Trois livres paraissent aujourd'hui. Passons rapidement sur les deux derniers. Le Journal 1995 (Fayard) s'inscrit dans la longue suite des volumes précédents. Tous ont paru chez POL, sauf le dernier, La Campagne de France, Journal 1994 - d'où est née la polémique -, publié au printemps chez Fayard, puis retiré de la vente, enfin réédité amputé des passages litigieux. Ne lisez pas ce livre! est une sorte d'extension, en arborescence - par Net interposé -, à la manière de Roubaud, d'un livre précédemment paru (P.A., POL, 1997); arrêtons-nous au titre...

Le troisième ouvrage est donc le Journal de "l'affaire". Dans la préface, celui-ci prévient: il s'agit d'un "témoignage immédiat" sur «l'emportement furieux de toute une société (l'auteur ne recule devant aucun pathos), ou de sa presse à tout le moins; et sur la façon dont cet emportement est subi, trois mois durant, par celui qui en est l'objet». En annexe, sont reproduites les pièces de la défense - entretiens accordés à des journaux, textes d'amis...

Agressif, répondant à ce que Camus a perçu comme une agression, son titre est conforme au parfait manichéisme de l'auteur. On passe du sourire - par exemple lorsqu'il exprime son mécontentement devant la préface contournée, à multiples détentes, que le PDG de Fayard, Claude Durand, donna à la réédition de sa Campagne de France - à la tristesse et à l'accablement face à un tel acharnement dans l'erreur doublée d'une risible naïveté quant à tous les complots qui se seraient, de maisons d'édition en rédactions de journaux, tramés contre lui : sa lecture exclusivement défensive des événements en pâtit.

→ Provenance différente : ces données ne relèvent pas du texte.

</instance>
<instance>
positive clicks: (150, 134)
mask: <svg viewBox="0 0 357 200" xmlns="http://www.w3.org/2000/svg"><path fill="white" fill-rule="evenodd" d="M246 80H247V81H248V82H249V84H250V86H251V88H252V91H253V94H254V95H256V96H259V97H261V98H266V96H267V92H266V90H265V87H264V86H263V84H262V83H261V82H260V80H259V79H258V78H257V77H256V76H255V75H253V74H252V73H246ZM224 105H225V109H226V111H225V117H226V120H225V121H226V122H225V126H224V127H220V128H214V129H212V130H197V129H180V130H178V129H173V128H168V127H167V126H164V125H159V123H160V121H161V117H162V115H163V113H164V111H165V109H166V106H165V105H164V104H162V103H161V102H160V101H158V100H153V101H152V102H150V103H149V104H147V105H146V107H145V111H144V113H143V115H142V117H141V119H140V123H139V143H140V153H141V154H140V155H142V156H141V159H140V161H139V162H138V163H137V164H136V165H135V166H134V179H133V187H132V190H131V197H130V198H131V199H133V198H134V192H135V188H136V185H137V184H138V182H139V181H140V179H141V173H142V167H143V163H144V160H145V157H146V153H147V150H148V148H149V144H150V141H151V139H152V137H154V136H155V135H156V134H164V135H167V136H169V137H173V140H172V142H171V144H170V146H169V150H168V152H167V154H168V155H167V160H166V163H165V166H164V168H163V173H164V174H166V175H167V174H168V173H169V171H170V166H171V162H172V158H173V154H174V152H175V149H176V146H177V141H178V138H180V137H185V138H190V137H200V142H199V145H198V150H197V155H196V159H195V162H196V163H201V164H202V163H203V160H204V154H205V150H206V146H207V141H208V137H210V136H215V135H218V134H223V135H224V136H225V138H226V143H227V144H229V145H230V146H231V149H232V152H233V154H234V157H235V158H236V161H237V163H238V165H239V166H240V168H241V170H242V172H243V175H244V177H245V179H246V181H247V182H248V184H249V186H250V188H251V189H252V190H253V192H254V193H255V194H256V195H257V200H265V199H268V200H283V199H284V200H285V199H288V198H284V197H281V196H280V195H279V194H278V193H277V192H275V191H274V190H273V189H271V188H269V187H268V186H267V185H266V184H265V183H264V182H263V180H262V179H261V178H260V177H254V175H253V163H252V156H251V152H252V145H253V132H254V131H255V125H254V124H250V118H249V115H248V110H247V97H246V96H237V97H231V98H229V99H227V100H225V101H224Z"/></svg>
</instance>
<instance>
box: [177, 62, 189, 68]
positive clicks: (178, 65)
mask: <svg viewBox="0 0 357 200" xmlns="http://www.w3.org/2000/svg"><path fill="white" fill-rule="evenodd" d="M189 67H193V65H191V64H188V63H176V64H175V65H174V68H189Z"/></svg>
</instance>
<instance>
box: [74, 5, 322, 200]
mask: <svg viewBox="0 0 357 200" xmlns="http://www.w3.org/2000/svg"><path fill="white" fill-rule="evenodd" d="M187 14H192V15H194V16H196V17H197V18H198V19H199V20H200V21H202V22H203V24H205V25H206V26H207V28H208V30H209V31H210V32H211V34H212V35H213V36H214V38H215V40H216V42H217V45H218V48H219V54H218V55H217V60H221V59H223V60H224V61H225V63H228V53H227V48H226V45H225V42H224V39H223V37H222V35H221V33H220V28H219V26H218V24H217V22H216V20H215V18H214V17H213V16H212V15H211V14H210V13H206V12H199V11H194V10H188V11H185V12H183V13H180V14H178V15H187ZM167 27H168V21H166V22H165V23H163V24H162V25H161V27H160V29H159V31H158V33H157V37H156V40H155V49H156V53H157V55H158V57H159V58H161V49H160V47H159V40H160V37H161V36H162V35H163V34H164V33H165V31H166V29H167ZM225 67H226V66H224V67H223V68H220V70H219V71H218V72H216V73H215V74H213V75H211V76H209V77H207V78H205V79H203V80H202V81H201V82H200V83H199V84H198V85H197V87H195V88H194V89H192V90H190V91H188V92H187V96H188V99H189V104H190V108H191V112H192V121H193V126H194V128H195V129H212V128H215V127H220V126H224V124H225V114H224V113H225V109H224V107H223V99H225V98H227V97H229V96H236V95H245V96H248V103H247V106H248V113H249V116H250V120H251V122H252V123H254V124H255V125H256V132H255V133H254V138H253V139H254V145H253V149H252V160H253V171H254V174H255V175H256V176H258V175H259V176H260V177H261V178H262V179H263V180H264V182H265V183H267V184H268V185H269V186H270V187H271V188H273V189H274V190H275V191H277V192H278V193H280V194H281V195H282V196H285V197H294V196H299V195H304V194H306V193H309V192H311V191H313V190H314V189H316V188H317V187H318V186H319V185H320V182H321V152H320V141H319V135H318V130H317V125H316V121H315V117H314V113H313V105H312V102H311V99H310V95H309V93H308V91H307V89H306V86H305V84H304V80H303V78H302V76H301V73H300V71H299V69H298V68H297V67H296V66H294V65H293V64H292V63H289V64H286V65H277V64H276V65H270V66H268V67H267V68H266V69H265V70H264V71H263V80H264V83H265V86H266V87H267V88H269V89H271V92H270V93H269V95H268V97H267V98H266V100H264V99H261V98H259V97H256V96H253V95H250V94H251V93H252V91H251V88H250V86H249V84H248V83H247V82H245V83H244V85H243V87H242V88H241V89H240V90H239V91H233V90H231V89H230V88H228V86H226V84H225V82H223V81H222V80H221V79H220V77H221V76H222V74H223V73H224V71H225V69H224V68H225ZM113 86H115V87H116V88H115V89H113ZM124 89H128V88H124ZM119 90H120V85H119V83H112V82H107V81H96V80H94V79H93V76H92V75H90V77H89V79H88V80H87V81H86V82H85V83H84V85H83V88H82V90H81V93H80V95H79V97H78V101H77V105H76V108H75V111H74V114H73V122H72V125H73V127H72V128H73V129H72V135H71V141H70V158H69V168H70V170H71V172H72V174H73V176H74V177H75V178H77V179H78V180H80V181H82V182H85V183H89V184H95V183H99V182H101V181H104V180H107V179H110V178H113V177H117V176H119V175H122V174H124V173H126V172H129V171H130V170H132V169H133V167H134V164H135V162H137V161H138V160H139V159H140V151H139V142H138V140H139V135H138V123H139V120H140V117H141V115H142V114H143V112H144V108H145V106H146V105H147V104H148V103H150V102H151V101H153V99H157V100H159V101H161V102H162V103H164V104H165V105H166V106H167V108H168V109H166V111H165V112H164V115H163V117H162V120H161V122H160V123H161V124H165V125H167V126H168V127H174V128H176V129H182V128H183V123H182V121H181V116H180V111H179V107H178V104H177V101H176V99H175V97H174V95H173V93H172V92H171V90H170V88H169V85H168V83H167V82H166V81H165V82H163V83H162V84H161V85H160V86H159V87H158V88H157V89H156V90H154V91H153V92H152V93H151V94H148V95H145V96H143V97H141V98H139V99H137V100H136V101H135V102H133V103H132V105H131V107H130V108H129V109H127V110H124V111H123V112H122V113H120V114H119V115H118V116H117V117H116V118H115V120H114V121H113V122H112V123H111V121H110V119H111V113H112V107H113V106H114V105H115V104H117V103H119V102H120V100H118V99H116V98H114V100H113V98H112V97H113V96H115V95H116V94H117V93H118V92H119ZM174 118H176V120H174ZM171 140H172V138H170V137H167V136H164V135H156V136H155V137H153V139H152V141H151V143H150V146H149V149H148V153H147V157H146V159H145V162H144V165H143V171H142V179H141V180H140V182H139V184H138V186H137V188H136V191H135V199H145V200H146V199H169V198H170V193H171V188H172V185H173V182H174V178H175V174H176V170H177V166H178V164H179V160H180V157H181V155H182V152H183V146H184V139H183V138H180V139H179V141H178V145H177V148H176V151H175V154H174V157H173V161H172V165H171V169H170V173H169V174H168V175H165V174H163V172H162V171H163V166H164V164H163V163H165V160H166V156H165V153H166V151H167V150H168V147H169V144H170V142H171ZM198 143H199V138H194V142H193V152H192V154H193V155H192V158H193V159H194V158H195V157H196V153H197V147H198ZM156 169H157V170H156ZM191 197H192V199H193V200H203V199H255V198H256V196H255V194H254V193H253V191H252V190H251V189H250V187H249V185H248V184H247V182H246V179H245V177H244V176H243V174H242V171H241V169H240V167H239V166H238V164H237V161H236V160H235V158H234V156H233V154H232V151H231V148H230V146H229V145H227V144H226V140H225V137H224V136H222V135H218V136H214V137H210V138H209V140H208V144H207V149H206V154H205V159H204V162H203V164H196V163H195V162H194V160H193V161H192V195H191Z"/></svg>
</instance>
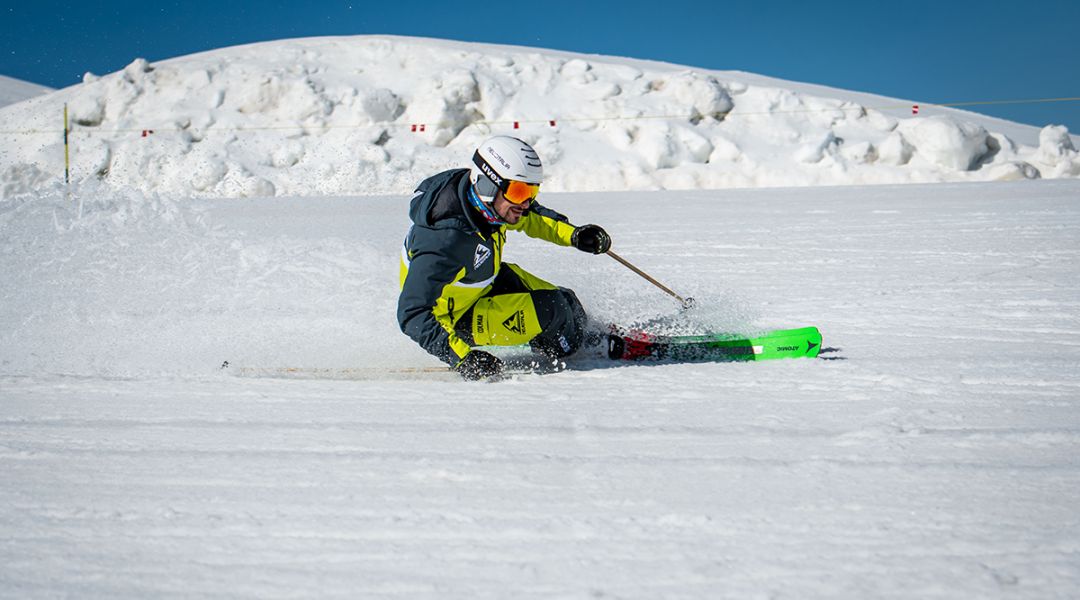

Tout est tiré vers le bas; la moindre réaction ou absence de réaction est analysée au pire. Certes, la passion polémique, quelques coups bas et le désir de nuire n'ont pas été absents de cette affaire. Mais comme Camus y répond avec lourdeur, raideur et, oui, sottise!
 

Patrick Kéchichian
 

CORBEAUX Journal 9 avril - 9 juillet 2000 de Renaud Camus. Les Impressions nouvelles, 286 p., 125F  (19,05 euros).

LA SALLE DES PIERRES Journal 1995 de Renaud Camus. Fayard, 374 p., 150F (22,86 euros).

NE LISEZ PAS CE LIVRE ! de Renaud Camus. POL, 180 p., 99F (15,09 euros).